New Delhi: Scientists all over the world are working on better understanding the SARS-CoV-2 virus to arrive at more effective treatment protocols.
Here’s a round up of some of the latest scientific findings on Covid-19 from across the world.
Some languages could increase Covid risk
Speaking in languages that use more aspirated consonants — which are pronounced by a forceful expulsion of air — may lead to increased spread of Covid-19, according to researchers from the RUDN University in Russia.
The virus primarily spreads through droplets of liquid from the respiratory passages of an infected person. The disease spreads faster through coughing or sneezing. However, a regular conversation can also lead to infection, and the amount of droplets produced depends on the sounds pronounced by an infected speaker.
In a paper published in the journal Medical Hypothesis, researchers suggest that sounds that add the most to the spread of Covid-19 and other viruses, may include aspirated consonants, such as ‘p’, ‘t’, and ‘k’ in the English language.
Research on past virus outbreaks has also suggested a correlation between the spread of infections and the language spoken by an infected people.
In 2003, after the outbreak of SARS-CoV-1 in South China, over 8,000 cases were registered in 26 countries. The US accounted for 70 of them, but Japan did not have a single patient, despite the fact that the number of Japanese tourists in China at the time was much higher than US travellers.
Some scientists suggested that this was because the staff of Chinese stores spoke to US tourists in English, and to Japanese guests in Japanese.
Researchers from RUDN University found a similar correlation for Covid-19. However, they say it is difficult to experimentally prove this hypotheses.
Rapid test that can help diagnose Covid with a smartphone in 30 minutes
US scientists have created a rapid Covid-19 molecular test with a portable instrument that gives results in 30 minutes and can be used with a smartphone.

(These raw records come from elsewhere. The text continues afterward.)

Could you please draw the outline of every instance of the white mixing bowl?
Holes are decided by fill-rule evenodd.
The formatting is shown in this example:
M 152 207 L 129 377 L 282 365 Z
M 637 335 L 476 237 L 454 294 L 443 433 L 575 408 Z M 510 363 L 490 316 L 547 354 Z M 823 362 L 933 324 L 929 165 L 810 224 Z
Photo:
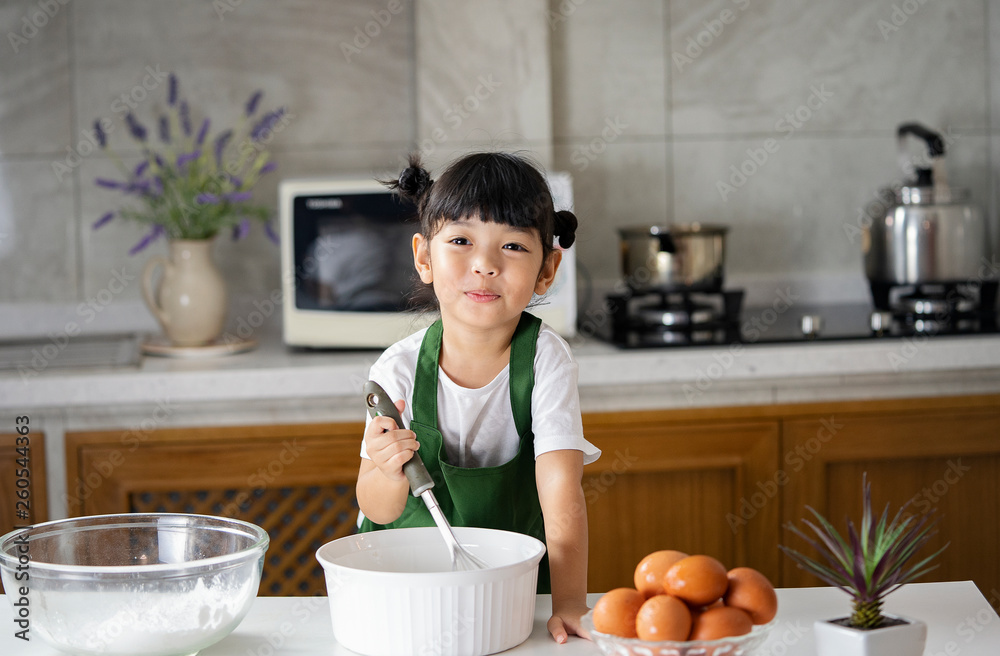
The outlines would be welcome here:
M 483 656 L 524 642 L 545 545 L 510 531 L 454 530 L 489 569 L 451 571 L 434 527 L 360 533 L 320 547 L 337 642 L 365 656 Z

This test could allow the infection to be diagnosed without a lab.
The test can also allow screening for Covid-19 at public events, auditoriums, and large gatherings, the researchers said.
Currently, the tests for SARS-CoV-2 requires a lab technician to take a sample from nasal and throat swabs, put that swab into a solution and send it to a lab for a multistep process of extracting, isolating and multiplying the RNA inside the virus.
This RNA multiplication process, called RT-PCR, requires specialised equipment and trained personnel.
The new device, described in the journal Proceedings of the National Academy of Sciences, uses a simpler process called loop-mediated isothermal amplification (LAMP), which bypasses the RNA extraction and purification steps.
Asthma patients not at increased risk of severe Covid-19
Scientists have now confirmed that people with asthma are not at an increased risk of developing severe complications from Covid-19, contrary to what was initially believed.
For a study published in the Annals of the American Thoracic Society, researchers looked at data from peer-reviewed studies, and compared the prevalence of asthma among patients hospitalised for Covid-19 with the prevalence of asthma in the corresponding population.
They also analysed the medical records of 436 hospitalised Covid-19 patients to evaluate the likelihood that patients with asthma would be intubated more often than patients without asthma.
The researchers found that the proportion of asthmatics among hospitalised patients with Covid-19 was relatively similar to the asthma prevalence in each study site’s population.
Anonymised cell phone data can help predict Covid-19 spread
Researchers show that changes in cell phone activity in workplaces, transit stations, retail locations, and at places of residence can predict potential spike in Covid-19 in an area.
The study, published in JAMA Internal Medicine, suggests that cell phone location data can help public health officials identify and monitor areas at greatest risk of rapid spread of Covid-19.
For the study, the team looked at anonymous cell phone location data, publicly available via Google, and incidence of Covid-19 for more than 2,500 US counties between January and May 2020.
They found that changes in cell phone activity in workplaces, transit stations, retail locations, and at places of residence were associated with Covid-19 incidence.
New scoring system to aid Covid-19 diagnosis
Egyptians scientists have developed a new scoring system to help doctors classify suspected Covid-19 patients in order to determine who would require a follow-up, home isolation, quarantine or further investigations.
The proposed scoring system, takes into account the evidence of exposure, symptoms and and other clinical data, if available.
The score can be calculated in a few minutes. According to researchers, collecting nasal and swab specimens from all suspected patients can be costly, given the extent of the spread of the disease. Instead the scoring system can help prioritise who should be tested.